Mice have been instrumental in the study of cancer, but like all animal models of human diseases, they have their limitations. For stomach cancer in particular, mice have historically been regarded as quite poor research organisms because rodents rarely develop spontaneous stomach tumors.

But results from a new study are about to shake up the paradigm. An international research team led by the Department of Energy's Lawrence Berkeley National Laboratory (Berkeley Lab) have reported that a single lineage of laboratory mice could serve as a useful model of the disease after they observed a high rate of stomach tumors that developed without exposure to a carcinogenic substance or genetic engineering. A subsequent genetic analysis of the mice's tumors revealed that an inflammatory response regulating protein called Nfκb1could be a key driver of cancer susceptibility in this model and in humans.

The findings have been published in the journal Gut.

"We are excited to have identified a new mouse model for studying gastric cancer, which will serve as a pre-clinical model for therapeutic drug discovery and precision gastric cancer treatment," said Antoine Snijders, a biologist in Berkeley Lab's Bioscience Area and co-lead author of the paper. "This discovery opens a window for the development of new treatment options that are desperately needed—stomach cancer is the fifth most common type of cancer in the world."

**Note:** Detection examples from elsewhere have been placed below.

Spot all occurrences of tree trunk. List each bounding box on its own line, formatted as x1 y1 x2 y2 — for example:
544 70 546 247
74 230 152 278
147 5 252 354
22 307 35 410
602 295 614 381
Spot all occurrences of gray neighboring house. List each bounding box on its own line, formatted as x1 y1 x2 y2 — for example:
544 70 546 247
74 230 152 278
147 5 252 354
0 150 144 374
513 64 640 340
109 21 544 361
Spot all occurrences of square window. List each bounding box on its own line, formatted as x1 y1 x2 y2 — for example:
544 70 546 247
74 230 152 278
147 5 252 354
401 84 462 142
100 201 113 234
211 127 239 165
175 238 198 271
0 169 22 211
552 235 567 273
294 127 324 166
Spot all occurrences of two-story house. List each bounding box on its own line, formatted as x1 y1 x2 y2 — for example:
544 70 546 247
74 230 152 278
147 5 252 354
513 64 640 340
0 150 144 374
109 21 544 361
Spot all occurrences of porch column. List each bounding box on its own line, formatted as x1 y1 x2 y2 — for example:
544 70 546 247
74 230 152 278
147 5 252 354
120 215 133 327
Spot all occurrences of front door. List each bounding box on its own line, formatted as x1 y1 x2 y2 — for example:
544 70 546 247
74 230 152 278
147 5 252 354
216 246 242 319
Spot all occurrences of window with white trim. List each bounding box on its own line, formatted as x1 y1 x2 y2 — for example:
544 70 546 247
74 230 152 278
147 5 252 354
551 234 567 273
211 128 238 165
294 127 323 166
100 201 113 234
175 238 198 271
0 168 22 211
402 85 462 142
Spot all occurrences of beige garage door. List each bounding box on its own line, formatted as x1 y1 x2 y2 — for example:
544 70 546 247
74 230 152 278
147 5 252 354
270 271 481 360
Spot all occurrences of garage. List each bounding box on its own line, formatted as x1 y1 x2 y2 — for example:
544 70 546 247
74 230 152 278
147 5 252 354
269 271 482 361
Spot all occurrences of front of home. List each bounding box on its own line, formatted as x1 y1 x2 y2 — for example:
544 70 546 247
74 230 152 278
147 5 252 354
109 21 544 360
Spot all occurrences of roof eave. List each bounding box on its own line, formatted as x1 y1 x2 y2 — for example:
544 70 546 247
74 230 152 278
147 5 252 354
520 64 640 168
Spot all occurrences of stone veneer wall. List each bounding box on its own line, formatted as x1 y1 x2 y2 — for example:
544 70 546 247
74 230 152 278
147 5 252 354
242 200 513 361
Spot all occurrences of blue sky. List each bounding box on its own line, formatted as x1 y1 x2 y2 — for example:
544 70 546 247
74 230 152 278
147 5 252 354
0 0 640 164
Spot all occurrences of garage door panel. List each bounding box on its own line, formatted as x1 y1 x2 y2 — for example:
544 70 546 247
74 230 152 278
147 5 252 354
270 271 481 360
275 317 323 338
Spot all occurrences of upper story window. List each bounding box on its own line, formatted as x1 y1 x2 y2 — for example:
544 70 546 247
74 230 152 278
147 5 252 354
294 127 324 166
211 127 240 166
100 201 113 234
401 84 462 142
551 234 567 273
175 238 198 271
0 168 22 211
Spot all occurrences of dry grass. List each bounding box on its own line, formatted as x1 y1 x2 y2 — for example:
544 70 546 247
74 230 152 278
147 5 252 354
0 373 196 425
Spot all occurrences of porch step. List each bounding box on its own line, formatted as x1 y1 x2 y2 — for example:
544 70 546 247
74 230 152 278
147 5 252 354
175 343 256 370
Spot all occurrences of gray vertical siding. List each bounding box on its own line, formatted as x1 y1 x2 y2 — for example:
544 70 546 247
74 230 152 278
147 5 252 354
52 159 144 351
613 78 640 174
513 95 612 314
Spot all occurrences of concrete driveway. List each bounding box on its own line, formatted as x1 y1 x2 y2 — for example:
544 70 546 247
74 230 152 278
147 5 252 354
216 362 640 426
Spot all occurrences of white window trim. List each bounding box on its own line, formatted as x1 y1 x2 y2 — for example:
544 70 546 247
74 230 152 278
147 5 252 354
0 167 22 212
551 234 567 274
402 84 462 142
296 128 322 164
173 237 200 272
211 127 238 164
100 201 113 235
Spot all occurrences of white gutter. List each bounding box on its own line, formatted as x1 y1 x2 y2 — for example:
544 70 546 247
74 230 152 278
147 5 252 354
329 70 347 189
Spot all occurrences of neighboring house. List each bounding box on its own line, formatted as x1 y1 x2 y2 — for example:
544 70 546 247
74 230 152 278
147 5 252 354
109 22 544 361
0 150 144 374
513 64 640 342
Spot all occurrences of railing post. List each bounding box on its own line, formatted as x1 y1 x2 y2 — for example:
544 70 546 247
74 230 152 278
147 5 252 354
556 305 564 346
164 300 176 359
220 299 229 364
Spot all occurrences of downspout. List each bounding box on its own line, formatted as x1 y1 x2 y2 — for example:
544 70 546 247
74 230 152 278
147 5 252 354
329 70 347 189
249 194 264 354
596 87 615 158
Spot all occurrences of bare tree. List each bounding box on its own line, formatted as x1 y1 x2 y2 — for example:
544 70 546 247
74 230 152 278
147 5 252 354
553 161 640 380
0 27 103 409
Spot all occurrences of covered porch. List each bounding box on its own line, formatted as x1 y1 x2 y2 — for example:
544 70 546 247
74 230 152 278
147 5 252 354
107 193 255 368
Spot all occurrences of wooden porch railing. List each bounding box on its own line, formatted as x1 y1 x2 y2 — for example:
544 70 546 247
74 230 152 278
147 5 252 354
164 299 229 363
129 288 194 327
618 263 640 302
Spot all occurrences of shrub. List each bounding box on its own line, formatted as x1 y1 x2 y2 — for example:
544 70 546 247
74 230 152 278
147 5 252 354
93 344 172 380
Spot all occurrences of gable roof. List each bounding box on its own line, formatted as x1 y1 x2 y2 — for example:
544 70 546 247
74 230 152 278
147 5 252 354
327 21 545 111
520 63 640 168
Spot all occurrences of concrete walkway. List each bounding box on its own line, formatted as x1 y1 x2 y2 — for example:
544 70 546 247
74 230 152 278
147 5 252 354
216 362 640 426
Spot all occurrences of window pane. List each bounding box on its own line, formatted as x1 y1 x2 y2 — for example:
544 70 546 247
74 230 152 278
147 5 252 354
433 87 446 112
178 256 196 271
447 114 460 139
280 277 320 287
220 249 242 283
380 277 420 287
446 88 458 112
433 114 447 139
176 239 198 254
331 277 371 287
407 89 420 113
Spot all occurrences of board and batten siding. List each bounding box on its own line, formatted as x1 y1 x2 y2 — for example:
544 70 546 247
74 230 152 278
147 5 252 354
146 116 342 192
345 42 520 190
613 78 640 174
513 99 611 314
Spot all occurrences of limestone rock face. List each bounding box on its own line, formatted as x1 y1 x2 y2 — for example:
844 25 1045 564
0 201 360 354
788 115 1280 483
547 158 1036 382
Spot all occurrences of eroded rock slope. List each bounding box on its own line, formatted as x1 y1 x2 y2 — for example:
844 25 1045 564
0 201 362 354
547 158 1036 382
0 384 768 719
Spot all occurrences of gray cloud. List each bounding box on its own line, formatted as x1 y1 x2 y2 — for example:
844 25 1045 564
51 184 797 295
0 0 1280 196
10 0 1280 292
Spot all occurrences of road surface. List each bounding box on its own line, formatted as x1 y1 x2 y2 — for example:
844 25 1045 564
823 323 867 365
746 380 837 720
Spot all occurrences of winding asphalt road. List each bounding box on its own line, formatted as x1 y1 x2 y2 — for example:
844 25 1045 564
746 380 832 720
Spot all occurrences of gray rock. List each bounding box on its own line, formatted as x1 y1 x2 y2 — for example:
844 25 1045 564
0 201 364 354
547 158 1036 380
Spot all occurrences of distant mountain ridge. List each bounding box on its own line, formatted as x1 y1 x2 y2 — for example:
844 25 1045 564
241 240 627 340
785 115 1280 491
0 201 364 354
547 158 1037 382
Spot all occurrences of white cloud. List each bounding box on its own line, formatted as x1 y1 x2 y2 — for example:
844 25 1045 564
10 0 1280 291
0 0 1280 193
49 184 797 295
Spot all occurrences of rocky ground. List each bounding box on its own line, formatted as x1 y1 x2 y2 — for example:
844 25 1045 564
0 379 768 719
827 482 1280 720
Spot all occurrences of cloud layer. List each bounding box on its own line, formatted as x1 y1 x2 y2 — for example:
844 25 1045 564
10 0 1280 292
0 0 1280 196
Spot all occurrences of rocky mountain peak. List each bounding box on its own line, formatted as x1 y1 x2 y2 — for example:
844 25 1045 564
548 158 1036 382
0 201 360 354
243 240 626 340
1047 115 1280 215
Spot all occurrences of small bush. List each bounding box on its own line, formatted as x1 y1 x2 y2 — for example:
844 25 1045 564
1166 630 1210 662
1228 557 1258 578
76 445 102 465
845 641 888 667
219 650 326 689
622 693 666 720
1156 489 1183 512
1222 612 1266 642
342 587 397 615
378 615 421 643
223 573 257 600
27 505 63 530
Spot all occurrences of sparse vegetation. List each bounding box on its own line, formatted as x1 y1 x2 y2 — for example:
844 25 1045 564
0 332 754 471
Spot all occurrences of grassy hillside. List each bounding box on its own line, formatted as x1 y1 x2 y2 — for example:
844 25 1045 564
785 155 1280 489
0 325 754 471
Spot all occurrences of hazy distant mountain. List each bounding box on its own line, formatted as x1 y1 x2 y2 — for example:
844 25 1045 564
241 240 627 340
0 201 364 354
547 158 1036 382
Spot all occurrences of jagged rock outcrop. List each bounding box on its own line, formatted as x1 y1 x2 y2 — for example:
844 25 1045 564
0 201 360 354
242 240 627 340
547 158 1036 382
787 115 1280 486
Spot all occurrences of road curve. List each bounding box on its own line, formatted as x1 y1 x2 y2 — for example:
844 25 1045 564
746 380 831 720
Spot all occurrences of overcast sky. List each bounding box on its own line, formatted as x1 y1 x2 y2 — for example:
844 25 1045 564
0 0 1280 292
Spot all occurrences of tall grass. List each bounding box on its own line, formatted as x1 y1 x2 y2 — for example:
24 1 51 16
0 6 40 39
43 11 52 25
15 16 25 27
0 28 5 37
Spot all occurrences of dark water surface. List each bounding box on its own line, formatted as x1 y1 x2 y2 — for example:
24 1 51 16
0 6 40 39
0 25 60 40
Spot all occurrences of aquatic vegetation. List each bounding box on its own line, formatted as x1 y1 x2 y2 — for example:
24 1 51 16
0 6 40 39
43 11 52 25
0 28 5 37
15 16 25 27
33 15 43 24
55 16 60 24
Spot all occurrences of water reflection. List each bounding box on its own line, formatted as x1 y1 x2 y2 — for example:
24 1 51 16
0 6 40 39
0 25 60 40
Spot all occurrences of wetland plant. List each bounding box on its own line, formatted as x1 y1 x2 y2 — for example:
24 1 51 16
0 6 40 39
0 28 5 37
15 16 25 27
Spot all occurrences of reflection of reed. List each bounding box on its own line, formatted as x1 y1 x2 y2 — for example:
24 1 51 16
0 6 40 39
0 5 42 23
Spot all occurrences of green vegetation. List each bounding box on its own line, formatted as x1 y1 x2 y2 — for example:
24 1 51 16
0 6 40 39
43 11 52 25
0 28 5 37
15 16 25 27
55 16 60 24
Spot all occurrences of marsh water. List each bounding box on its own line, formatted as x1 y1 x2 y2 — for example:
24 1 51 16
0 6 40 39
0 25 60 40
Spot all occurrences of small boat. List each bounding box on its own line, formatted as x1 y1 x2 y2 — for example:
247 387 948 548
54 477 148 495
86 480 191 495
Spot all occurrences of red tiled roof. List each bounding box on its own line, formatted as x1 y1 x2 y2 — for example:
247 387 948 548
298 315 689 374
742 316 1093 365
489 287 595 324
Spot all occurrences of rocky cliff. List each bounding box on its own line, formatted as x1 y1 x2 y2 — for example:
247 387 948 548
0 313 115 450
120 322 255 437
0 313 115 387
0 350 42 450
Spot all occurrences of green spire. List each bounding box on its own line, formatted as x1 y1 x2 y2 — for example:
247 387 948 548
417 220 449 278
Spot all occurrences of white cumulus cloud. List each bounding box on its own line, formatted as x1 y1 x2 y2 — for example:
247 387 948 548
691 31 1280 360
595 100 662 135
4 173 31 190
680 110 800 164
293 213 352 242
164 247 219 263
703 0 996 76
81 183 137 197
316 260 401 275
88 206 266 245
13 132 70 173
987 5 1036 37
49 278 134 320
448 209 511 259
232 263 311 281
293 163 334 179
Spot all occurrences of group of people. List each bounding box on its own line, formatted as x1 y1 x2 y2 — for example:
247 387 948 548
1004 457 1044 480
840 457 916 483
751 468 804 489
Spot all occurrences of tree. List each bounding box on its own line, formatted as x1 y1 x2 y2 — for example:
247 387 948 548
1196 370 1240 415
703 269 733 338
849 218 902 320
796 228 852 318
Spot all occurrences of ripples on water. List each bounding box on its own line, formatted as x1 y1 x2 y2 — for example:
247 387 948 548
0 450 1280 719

The promising new mouse lineage is from the larger Collaborative Cross (CC) mouse model, a population that was recently bred to have higher genetic diversity than past populations, and thus be more comparable with humans. To explore whether this diversity could identify novel models for human cancer, the authors monitored hundreds of mice from different CC strains for one year. They found that every single mouse in one strain developed tumors by the end of the observation period—stomach and lymphoid being the most prevalent types.

"We expected the Collaborative Cross to be extremely valuable in identifying new models of human disease, and we were not disappointed to find many different pathologies," said co-lead author and Biosciences geneticist Jian-Hua Mao.

After genome-wide analyses identified that these mice harbored DNA sequence variations in the Nfκb1 gene region, Snijders and Mao and their colleagues sought to explore how these variations translated into cancer-causing molecular irregularities. To do this, they collaborated with Berkeley Lab biochemist Susan Celniker, who examined the suite of genes that were expressed in the stomach tissue of the cancer-prone CC strain and compared them with the genes expressed in stomach tissue from healthy mice. A total of 166 genes were expressed differently in the cancer-prone mice. Notably, the human versions of these genes are also differentially expressed in human stomach cancer tissues.

Because recent research has highlighted the key role of inflammation in the development of cancer, the team then narrowed their focus to the genes associated with inflammatory processes. Abnormal expression of a cluster of 19 inflammatory genes was found to be a signature feature of human and mouse stomach tumors. The authors hope that studies aimed at translating these findings into prevention strategies and therapies will be initiated soon.